Miscellaneous Access
and Correction
An
organization must provide an individual, including employees, with
the individual’s personal information in its control, as well as the
ways it has been used and to whom it has been disclosed. An
organization must also provide an individual
with the ability to reasonably correct their
personal information.
Some
exceptions to the general rule of access
include:
(a)
the information is protected by solicitor-client
privilege;
(b)
disclosure would reveal confidential information that
would reasonably harm the organization’s competitive
position;
(c)
the personal information was collected without consent
for an investigation and the investigation and associated
proceedings have not been completed;
(d)
circumstances that would result in harm to another individual
or reveal personal information about another individual without
consent (including the identity of an individual who provided
personal information about the individual seeking
access);
If
one of the exceptions applies, the personal information
must still be disclosed if the excepted information
can be redacted.
A
request for access must be in writing. An organization must respond
within 30 days in most circumstances.

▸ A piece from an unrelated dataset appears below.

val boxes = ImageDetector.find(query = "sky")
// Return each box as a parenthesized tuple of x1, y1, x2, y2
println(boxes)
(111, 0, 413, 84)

An organization may require
payment of a minimal processing fee for all requests
except requests for employee personal information,
which are free. |
Care
and Retention
An
organization must take reasonable care to ensure that
information it collects is accurate and complete if the information
is likely to be used to make a decision that affects the individual,
or is likely to be disclosed. An organization must protect personal
information in its custody or control
by making reasonable security arrangements.
An
organization must keep information that it has
used to make a decision that directly affects the
individual for at least one year after using it. Otherwise, an
organization must destroy the personal
information or make it anonymous as soon as
retention is no longer necessary for legal
or business purposes or the purpose for which it
was collected.
Remedies
The
Privacy and Information Commissioner of British Columbia
has the power to order an organization
to give an individual access to his or
her personal information, disclose the ways in which the information
has been used and to whom it has been disclosed, and require an
organization
to change its practices and destroy information
collected unlawfully. The Commissioner’s orders are subject to
judicial review by the Supreme Court of British Columbia if either
party wishes to seek a review.
If
the Commissioner makes an order resulting from a
breach of the Act, an individual is entitled to damages for actual
harm suffered as a result of the breach.
Criminal
sanctions, including fines of up to $100,000, are
available for organizations that retaliate
against whistle-blowers, use deception or
coercion to collect personal information, dispose of personal
information with intent to evade a request for access, or obstruct
the commissioner in an investigation.